While the new act does more than the previous law, some soldiers still experience problems upon returning home. Harvey King, the assistant state director of veterans' employment and training for the Department of Labor, said the department received 70 official complaints in the 2007 fiscal year and 48 more since the new fiscal year began on Oct. 1 from soldiers who did not have a job when returning home. King works closely with James and Employer Support of the Guard and Reserve, a mostly volunteer-run organization that works to educate employers and soldiers of their rights. Both agree that 98 percent of cases in which an employee returns and is told he or she doesn’t have a job are taken care of with a simple phone call.
"Sometimes you have a hardheaded individual that has to think about it for a day or two and accept their fate,” said James. “The law is pretty strict as it comes to employers – it protects the individual."

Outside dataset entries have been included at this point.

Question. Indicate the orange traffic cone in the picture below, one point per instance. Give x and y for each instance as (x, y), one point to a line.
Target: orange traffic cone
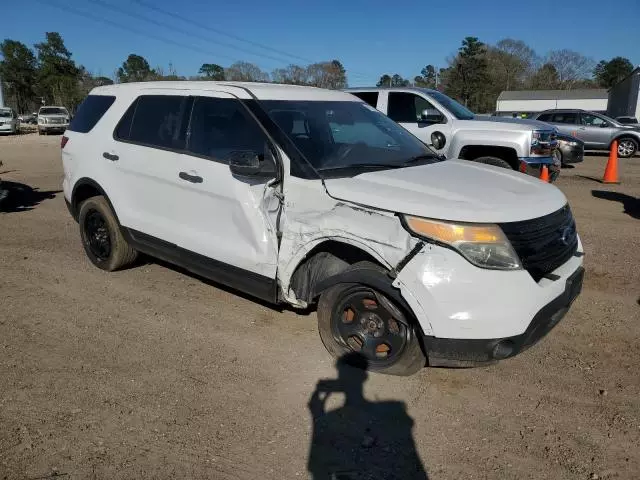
(544, 174)
(611, 172)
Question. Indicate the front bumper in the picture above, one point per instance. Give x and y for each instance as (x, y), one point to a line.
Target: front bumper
(52, 127)
(456, 301)
(450, 352)
(572, 154)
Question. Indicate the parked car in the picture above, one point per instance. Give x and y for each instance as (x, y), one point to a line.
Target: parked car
(9, 122)
(513, 143)
(306, 196)
(627, 120)
(52, 119)
(597, 131)
(28, 118)
(570, 150)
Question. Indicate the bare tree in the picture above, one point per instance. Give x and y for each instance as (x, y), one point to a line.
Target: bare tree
(570, 66)
(245, 72)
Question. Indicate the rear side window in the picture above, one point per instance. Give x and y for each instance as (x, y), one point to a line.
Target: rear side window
(220, 126)
(565, 117)
(369, 97)
(156, 121)
(90, 112)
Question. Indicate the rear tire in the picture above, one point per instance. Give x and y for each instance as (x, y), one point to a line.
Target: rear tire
(101, 236)
(495, 161)
(332, 307)
(627, 147)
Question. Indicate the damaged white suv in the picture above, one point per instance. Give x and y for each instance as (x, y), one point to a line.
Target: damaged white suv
(305, 196)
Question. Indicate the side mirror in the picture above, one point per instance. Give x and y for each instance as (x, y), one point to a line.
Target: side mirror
(438, 140)
(431, 115)
(247, 163)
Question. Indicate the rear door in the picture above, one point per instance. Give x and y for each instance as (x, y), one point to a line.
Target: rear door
(144, 155)
(408, 108)
(565, 122)
(595, 131)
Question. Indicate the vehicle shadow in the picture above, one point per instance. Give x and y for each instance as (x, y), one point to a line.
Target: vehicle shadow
(361, 439)
(630, 204)
(18, 197)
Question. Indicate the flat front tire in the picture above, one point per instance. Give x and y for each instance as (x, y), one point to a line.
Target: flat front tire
(101, 236)
(356, 318)
(627, 147)
(495, 161)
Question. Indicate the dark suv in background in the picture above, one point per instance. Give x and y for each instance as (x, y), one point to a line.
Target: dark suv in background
(595, 130)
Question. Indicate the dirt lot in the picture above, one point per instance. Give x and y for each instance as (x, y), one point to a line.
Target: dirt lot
(151, 373)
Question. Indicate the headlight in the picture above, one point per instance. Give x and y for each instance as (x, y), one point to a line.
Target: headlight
(485, 246)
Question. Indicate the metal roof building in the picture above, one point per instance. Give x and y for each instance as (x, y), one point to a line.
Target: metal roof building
(529, 101)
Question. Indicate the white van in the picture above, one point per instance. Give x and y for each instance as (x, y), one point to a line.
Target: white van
(306, 196)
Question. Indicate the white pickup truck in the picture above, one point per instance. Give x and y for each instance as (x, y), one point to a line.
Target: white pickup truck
(456, 132)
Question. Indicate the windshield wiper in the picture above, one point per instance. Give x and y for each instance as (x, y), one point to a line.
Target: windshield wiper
(363, 166)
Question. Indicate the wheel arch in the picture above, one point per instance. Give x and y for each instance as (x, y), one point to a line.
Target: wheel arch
(318, 265)
(507, 153)
(86, 188)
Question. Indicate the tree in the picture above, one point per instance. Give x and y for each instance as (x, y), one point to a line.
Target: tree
(211, 71)
(293, 75)
(58, 76)
(545, 78)
(135, 69)
(571, 67)
(466, 78)
(608, 74)
(327, 75)
(427, 77)
(18, 71)
(393, 81)
(510, 63)
(245, 72)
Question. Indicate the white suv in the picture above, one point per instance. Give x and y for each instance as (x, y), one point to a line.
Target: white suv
(306, 196)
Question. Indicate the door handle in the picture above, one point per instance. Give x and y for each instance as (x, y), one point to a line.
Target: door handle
(190, 178)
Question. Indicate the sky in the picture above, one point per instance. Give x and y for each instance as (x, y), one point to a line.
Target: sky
(370, 37)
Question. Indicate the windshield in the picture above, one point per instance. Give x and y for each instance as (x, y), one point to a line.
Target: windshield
(53, 111)
(346, 135)
(458, 110)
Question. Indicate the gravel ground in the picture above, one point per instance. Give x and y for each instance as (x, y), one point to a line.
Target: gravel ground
(152, 373)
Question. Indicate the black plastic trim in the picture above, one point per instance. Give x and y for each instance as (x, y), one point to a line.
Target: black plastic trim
(240, 279)
(453, 352)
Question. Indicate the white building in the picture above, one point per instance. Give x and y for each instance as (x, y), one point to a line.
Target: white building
(529, 101)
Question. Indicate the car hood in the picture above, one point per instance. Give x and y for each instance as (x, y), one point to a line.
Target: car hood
(496, 123)
(456, 190)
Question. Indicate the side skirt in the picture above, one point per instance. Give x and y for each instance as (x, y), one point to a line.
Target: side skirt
(254, 284)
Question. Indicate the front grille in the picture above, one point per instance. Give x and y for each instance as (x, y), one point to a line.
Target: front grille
(545, 243)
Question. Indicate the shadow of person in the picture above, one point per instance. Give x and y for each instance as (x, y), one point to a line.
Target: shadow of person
(630, 204)
(362, 439)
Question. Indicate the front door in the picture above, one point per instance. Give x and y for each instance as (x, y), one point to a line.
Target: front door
(409, 109)
(595, 131)
(221, 216)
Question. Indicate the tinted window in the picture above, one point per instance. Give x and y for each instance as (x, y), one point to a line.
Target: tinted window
(593, 121)
(565, 117)
(90, 111)
(407, 107)
(370, 97)
(157, 121)
(220, 126)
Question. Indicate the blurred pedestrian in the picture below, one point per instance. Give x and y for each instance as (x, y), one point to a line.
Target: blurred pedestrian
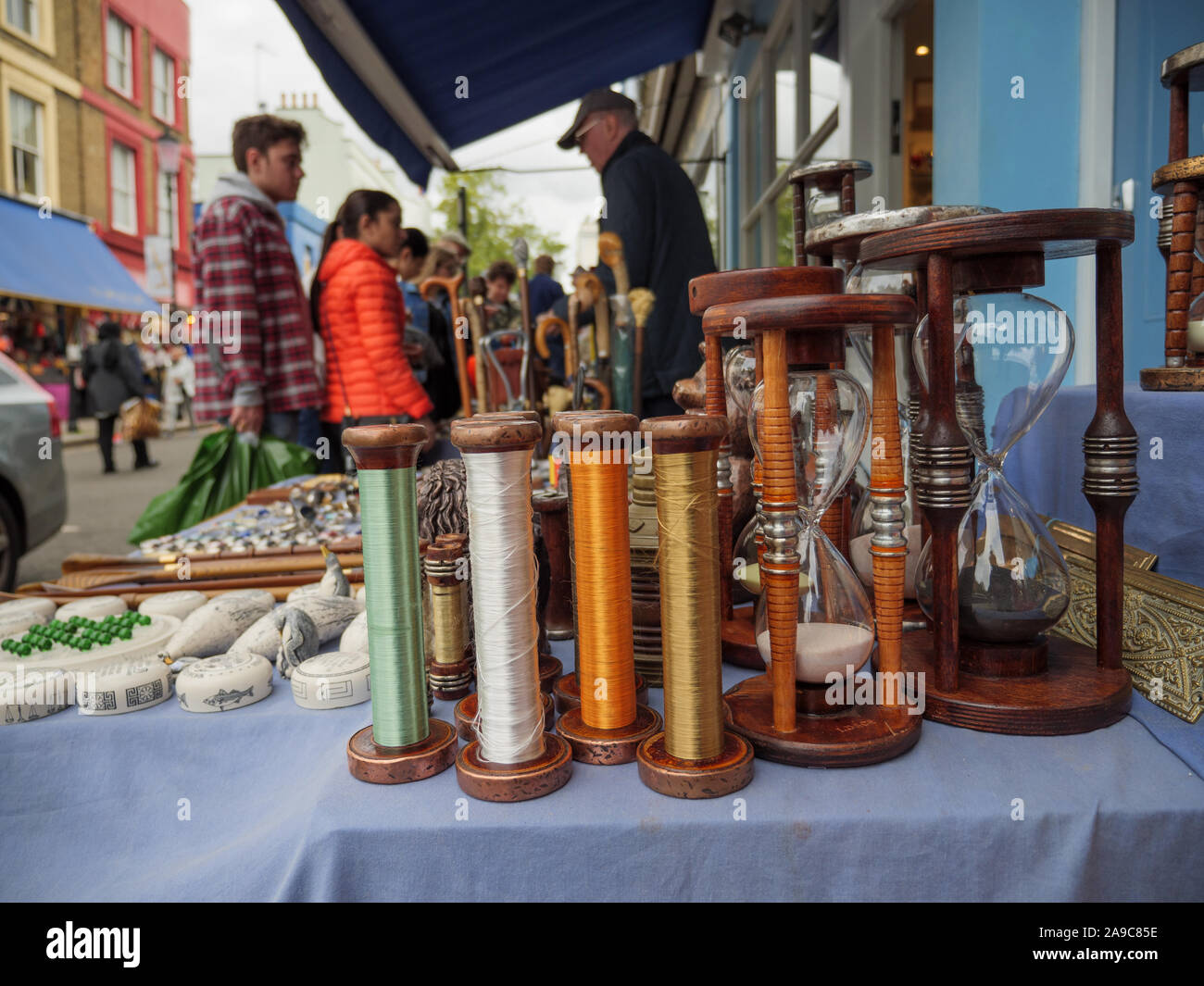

Employers who don’t readily give a job back may face a civil lawsuit, at which time the employer may be held responsible for lost wages and will be forced under law to re-employ the returning soldier. The employer has but one defense for not re-employing returning reservist: If the job would have been eliminated because of an economic downturn and a downsizing of the workforce, the soldier is not guaranteed that job. Just as with promotion, the soldier is treated as if they were present the entire time they are on active duty.
One problem may be that some reservists are unaware of the protection they are guaranteed under the law. When Summer Spikerman told her employer, the Alamo Drafthouse in Houston, that she was being deployed, she was demoted, and unaware of her rights, she quit her job shortly after.
“Everything that I know about is purely word of mouth, as is a lot of information from the Army,” she wrote in an e-mail.
Mateo, the City of Austin employee, conceded that there is still room for abuse in the new act, especially in smaller towns, noting that some employers will rehire returning employees, but then let them go soon after.
But the main issue for employers recently has been recurrent and increasingly lengthy deployments, with soldiers called back two or three times and serving for as long as 18 to 20 months at a time. This problem can be even more profound for smaller employees, such as Custom Car Crafters, which had only about 20 employees at the time of Nitti's deployment. The employer, in the soldier's absence, can hire a temporary replacement or ask that its remaining employees fill in the gap. Nitti said that there are a couple other retired military soldiers working at Custom Car Crafters and that everyone willingly pitched in while he was overseas.
"In many cases it requires a huge sacrifice on the end of the employers,” said James, adding that many employers in Texas are more than willing to do what it takes to support their employees as they serve their country. Like Wood, they see it as a way of serving their country while their employees do the same.